What makes it "ready to merge"

  1. Ensure that any relevant database upgrade scripts are in place prior to the merge (and appropriate to the current master branch's version number)
  2. Add unit tests to new classes and methods.  These should be true unit tests, which mock any external system dependencies (i.e.: no database should be required).
  3. Add automated integration tests (using Marvin!) or unit-style tests that may require external systems to exist, so that primary test scenarios are modeled and automated.
  4. A RAT report shows that there are no license header issues outstanding.
  5. Any new dependencies have been discussed and agreed on in the dev list.
  6. Legal docs updated in the branch to support any new dependencies.
  7. The branch has been rebased against the latest version of master, so that the differences are limited to what's expected to merge (grab the master commit-sh, so that you can point to it in the merge email).
  8. Test the build, run unit tests, run integration tests.  Everything should be passing before moving forward with a merge proposal.

Communicating about the merge

Send an email with a "[MERGE]" tag in the subject line to the dev list.  It's useful to point to the design doc on the wiki, the jira record for the work, and any of the critical discussions that talk about the changes.  The reason for an email like this is to help the community understand what the changes will be.  Because of this goal, pointing to the commit-sh in master that tells everyone what point in the master tree they should use to compare the branch with.  Seeing a clean diff is critical to reviewing the proposed merge.

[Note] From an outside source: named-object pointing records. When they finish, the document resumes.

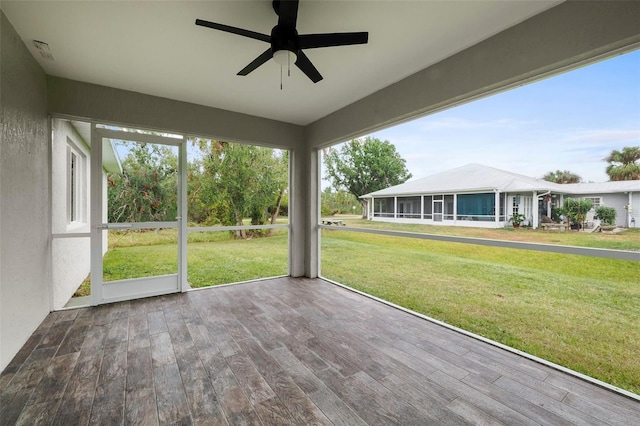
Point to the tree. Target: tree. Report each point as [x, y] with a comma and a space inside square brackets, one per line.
[242, 181]
[576, 210]
[562, 176]
[606, 214]
[146, 190]
[624, 164]
[365, 165]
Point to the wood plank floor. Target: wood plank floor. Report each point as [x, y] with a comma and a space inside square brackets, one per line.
[279, 352]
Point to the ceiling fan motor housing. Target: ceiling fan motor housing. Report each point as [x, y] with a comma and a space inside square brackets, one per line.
[284, 38]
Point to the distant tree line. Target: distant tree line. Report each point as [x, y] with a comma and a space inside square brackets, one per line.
[623, 165]
[226, 184]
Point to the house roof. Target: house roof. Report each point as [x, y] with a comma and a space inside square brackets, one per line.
[481, 178]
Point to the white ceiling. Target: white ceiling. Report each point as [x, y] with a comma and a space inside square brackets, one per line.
[154, 47]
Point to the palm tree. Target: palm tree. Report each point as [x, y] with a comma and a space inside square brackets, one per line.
[624, 164]
[562, 176]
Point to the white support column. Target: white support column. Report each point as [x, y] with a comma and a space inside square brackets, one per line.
[534, 209]
[183, 285]
[304, 202]
[96, 216]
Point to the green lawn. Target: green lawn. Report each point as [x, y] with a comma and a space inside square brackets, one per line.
[577, 311]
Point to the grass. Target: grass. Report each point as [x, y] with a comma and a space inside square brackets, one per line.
[576, 311]
[213, 258]
[627, 240]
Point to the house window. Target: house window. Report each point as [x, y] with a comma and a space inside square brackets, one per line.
[428, 207]
[409, 207]
[76, 185]
[383, 207]
[476, 207]
[597, 202]
[448, 207]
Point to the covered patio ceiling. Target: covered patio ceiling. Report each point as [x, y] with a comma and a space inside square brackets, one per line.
[155, 48]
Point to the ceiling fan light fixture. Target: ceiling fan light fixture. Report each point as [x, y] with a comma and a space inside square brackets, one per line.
[285, 57]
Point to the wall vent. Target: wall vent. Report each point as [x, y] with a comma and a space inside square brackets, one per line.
[44, 49]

Once you send that email, wait for feedback for at least 72 hours!

If there is any constructive feedback or there are any concerns raised, address them before pushing to master.  Ideally, other community members will want to reach consensus on any issues without formally vetoing a merge, so respect concerns and work to get consensus from the community.

If there are no issues, proceed with your merge.

Example e-mail format:

Hi all,

I would like to merge the feature '_' to master.

JIRA ticket: _
Propsal discussion: _
FS: _
Branch: _
Unit tests: No new unit tests (UI only)
RAT report: _

Thanks
_

Performing the merge

When performing a merge, complete the work in your local repo and then re-run unit tests (as well as any integration tests that you are adding) before pushing to origin.  We want a stable master branch, since it's the shared source tree for the entire community.

Don't walk away after doing the push.  Many other people rely on the master branch, and one of the major goals of this process is to help reduce frustration with changes that break the build.  Wait to confirm that the build works, and be ready to resolve issues if they crop up.